PPP to set up public policy think tank
The Palang Pracharath Party plans to establish a think tank so people from all sectors can brainstorm the future trajectory of Thailand's economic, social and political development.
It will be named the Panya Pracharath Institute, which means "the wisdom of the public and the state", said Science and Technology Minister Suvit Maesincee in his capacity as a would-be deputy leader of the party.
The institute's three core driving principles are demand-based policies, adopting a bottoms-up approach, and participatory politics, he added.
The institute's core missions, he said, are to develop an open platform to promote public interactions through public forums and the virtual world; create game changers in the economic, social and political sectors; and draft public policies to help spur innovations aimed at redesigning the nation's future.
The institute's courses are intended mainly for young people who want to play a role in shaping Thailand's future, he said.
Dr Suvit added that anyone who is willing to learn and exchange opinions with policy makers, civil leaders, business operators and academics can participate in the courses.
"This is aimed at fostering knowledgeable and active citizens who have an equal role in shaping the country's future," he said.
The institute's courses will deal mainly with politics, economy, society, environment, law, technology and global dynamics, he added.
They will encourage people to use history to understand the present and cope with the future, he said.
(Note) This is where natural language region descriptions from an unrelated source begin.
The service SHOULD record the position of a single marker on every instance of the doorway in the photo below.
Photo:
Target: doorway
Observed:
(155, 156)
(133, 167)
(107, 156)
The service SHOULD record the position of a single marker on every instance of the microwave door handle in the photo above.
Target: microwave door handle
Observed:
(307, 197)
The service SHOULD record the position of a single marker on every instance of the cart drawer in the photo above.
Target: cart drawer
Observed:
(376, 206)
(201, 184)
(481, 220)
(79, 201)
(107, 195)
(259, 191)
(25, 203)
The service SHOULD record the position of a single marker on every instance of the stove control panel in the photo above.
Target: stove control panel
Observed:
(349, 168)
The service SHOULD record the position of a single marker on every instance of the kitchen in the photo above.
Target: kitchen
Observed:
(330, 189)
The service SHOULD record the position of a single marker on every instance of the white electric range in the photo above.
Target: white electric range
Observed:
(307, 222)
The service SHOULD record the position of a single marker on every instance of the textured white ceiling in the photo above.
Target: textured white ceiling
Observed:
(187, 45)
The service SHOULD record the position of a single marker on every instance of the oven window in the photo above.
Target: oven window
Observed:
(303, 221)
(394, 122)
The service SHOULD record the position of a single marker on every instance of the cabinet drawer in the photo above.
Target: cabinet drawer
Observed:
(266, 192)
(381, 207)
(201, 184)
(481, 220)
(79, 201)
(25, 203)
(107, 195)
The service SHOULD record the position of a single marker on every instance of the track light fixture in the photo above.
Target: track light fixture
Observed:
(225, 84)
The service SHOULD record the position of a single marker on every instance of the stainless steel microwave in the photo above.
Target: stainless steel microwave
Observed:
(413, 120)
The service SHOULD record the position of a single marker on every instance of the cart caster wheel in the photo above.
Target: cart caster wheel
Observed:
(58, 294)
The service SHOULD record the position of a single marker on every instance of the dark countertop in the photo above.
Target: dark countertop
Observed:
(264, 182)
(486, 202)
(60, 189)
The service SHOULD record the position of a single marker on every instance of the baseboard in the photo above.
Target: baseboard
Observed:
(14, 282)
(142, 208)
The ultimate goal of the institute is to steer Thailand into the developed world.
"This isn't all about forming a [political] network. We also want to spark change," added Dr Suvit.
PM's Office Minister Kobsak Pootrakool, as the would-be spokesman of Palang Pracharath, said important policies should be brainstormed because the era of hewing to a top-down political philosophy is drawing to an end.
Besides Palang Pracharath, the Democrat Party and the Action Coalition for Thailand have established similar think tanks to draw more people into politics.